FOOTBALL AMERICANO – Per le Vibrie uno storico traguardo: i playoff
Finisce con uno storico traguardo playoff l’esordio in campionato italiano delle Vibrie, il primo team femminile di football americano del Salento e di tutto il Sud Italia.
La scorsa domenica, in quel di Bologna, le salentine hanno disputato la partita valevole per la qualificazione alle semifinali nazionali contro le vicecampionesse nazionali Neptunes. Risultato finale 32 a 0 in favore delle bolognesi,.
Per le Vibrie un match difficile fin dall’inizio con un roster ridotto da assenze ed infortuni. Le salentine non si sono però demoralizzate ed hanno lottato con grinta e determinazione facendo anche doppio ruolo in attacco e difesa.

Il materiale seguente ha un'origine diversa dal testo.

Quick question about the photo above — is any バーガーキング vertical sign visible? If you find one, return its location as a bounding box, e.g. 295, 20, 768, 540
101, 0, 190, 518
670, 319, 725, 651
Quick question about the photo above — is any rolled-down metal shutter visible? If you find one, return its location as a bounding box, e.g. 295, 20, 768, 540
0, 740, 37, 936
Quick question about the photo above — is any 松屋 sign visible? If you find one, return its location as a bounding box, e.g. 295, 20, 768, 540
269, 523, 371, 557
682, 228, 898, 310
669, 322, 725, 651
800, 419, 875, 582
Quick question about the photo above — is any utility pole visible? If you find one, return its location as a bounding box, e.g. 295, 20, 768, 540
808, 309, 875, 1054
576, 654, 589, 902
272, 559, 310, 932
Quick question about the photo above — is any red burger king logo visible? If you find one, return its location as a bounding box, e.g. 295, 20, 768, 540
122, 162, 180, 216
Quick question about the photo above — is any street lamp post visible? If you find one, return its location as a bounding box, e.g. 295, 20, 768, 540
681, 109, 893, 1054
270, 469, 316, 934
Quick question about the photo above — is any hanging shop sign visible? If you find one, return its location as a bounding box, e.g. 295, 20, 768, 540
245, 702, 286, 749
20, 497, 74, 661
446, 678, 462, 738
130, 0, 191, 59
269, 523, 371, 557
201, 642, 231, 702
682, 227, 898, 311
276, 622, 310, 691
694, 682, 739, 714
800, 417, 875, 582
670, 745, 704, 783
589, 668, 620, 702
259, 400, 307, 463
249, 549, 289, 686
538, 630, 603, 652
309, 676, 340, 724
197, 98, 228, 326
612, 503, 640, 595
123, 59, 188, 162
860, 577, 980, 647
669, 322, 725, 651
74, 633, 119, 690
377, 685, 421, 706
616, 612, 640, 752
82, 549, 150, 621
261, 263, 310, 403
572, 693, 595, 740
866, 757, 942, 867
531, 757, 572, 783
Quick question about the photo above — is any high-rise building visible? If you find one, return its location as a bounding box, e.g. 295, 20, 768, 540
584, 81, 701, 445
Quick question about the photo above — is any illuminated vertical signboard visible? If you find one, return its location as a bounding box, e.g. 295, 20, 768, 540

A coach Emanuele Prete spettano le considerazioni sulla stagione: “A Bologna si è concluso il nostro primo campionato. In una partita extra dove in palio c’era la semifinale è venuta fuori tutta l’ esperienza delle nostre avversarie proiettate verso il titolo perso l’ anno scorso in finale. Per quanto ci riguarda il solito primo tempo da dimenticare, poi nella ripresa tanto cuore e tanto orgoglio. Ma il roster ridotto non aiuta. Erano 13 le ragazze nella prima di campionato, pochi sanno invece che siamo andati ad affrontare le Neptunes in 10 e rimaste poi in 8 fino alla fine della partita, e quando era facile mollare le Vibrie buttavano le basi per il futuro. Non si sono risparmiate hanno lottato fino alla fine, sempre. Ripartiremo proprio da qui. Questa partita persa per noi sarà un punto di partenza e non di arrivo. Sono orgoglioso e onorato di guidarle. Ringrazio tutte le nostre ragazze e chi insieme a me, in particolare Daniele Quarta e Alessandro Attanasio, ha perso sonno per questa squadra di pazze. Questo per noi era il primo campionato, era il campionato di presentazione, tutto era incognito. Abbiamo conosciuto, ci hanno conosciuto e rispettato dentro e fuori dal campo, abbiamo visto altre realtà, ci siamo confrontati, ora ne conosciamo il livello a noi spetta superarlo in vista del prossimo anno. Intanto gli allenamenti e tutte le attività continuano, reclutamento incluso”.